Oil futures dropped, and U.S. stocks retreated as investors lost confidence in the government's rescue of Fannie Mae and Freddie Mac, which fell more than 30 percent each. Federal Reserve Chairman Ben S. Bernanke, in testimony to the Senate Banking Committee, said risks to growth and inflation have risen.
Crude oil for August delivery fell $6.75, or 4.7 percent, to $138.43 a barrel at 12:05 p.m. on the New York Mercantile Exchange. It was the biggest drop since April 27, 2005. Oil fell as much as $9.26 to $135.92. Futures reached a record $147.27 a barrel on July 11 and have risen 85 percent in the past year.
Fannie Mae and Freddie Mac plunged as Moody's Investors Service cut the financial strength ratings of the biggest U.S. mortgage-finance companies and said credit losses jeopardize dividend payments.
Fannie Mae dropped as much as 30 percent in New York and Freddie Mac declined 34 percent, as investors lost confidence that U.S. Treasury Secretary Henry Paulson's plan to avert the collapse of the mortgage firms will rescue shareholders.
Citigroup Inc., the biggest U.S. bank, fell to the lowest level in New York trading since the company was created through a merger in October 1998 on concern earnings prospects won't rebound in coming quarters.
Earlier, oil rose amid an expectation that the dollar's drop against the euro would boost the appeal of crude as a currency hedge.
The dollar fell to an all-time low of $1.6038 per euro in London from $1.5908 yesterday. The rising appeal of commodities caused by the declining value of the dollar has outweighed concern that an economic slowdown in developed countries will cut demand for oil.

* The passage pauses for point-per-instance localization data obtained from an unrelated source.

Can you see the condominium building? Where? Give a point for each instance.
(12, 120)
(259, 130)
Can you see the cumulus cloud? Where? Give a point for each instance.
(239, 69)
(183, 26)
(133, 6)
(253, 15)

The Organization of Petroleum Exporting Countries, which supplies about 40 percent of the world's oil, said it expects demand for its members' crude will fall next year as the global economy slows. The so-called call on OPEC crude next year will average 31.2 million barrels a day, a drop of 710,000 barrels a day from the forecast for 2008, the group said in its monthly oil market report today.